Production Line has lots of ‘props’ (like a robot, a filing cabinet, a pallet, a car window…). They could all be anywhere on screen. They are however, all rendered in a certain tile. I know with absolute certainty if a tile is onscreen.

Before actually rendering each prop, I ‘pre-draw’ it, which basically means transform and scale it into screen space. I do this on the CPU (don’t ask). To make it fast, I split all the tiles into 16 different lists, and hand over 16 tasks to the thread manager. In an 8 thread (8 core) setup, I’m processing 8 props at once. I allocate the props sequentially, so prop 1 is in list 1, prop 2 is in list 2, and looping around so i have perfect thread balancing.

Its still too slow :(

Obviously given the tile information, I can just ‘not transform’ any prop that is in a tile that is known to be offscreen. I already reject this early:

void GUI_Prop::PreDraw()
{
if (!PTile->IsOnscreen() && FallOffset == 0)
{
return;
}

But the problem is I’ve already made the function call at this point (waste of time) and checked IsOnscreen (a simple bool…but still…). Ideally this call would never happen. A tile that is a stockpile with 16 pallets and 16 door panels on it has 32 props. Thats 32 pointless function calls. Clearly I need to re-engineer things so that I only bother with this code for props that actually are in a tile thats onscreen. That means my current system of just allocating them to 16 lists in a roundrobin fashion sucks.

One immediate idea is to allocate them not as props at all, but as tiles. That means my proplists would be a list of props (each of which can iterate their tiles) and means at draw time, I’m only checking that PTile->IsOnscreen once per tile, rather than up to 32 times.
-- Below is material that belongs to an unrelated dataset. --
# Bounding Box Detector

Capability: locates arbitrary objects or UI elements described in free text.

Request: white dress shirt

One problem here is that a LOT of tiles have no props at all, but I can fix that by only adding tiles to the list the first time a prop is added to a tile. To be really robust, I’d have to then spot when a tile was clear of props and call some ‘slow but rare’ code which purges it from the appropriate prop list. That can be done in some low priority code run during ‘free’ time anyway.

I’m going to undertake a switch to this system (its no minor 20 minute feat of engineering) and then report back :D

 

Ok…

well I *think this increased speed by about 50-80% but its really hard to be sure. I need to code some testbed environment which loads a save game, then spends X seconds at various locations and camera positions in order to have reproducible data. The speedup depends vastly on the zoom level, because its basically saving a lot of time when a LOT of the factory is offscreen, but introduces maybe some slight overhead in other circumstances, because there are now 2 layers of lists to iterate. the tiles and then props-within-a-tile. When zoomed in, thats still vastly fewer function calls.

Also it really depends on the current code bottleneck. The code is multithreaded, so potentially 16 of these lists are being run at once. If the main thread was dithering waiting for these threads to complete, this speeds things up, else nothing is gained. My threadmanager hands tasks to the main thread while its waiting so hopefully this isn’t a concern. I shall await feedback on the next builds performance with interest.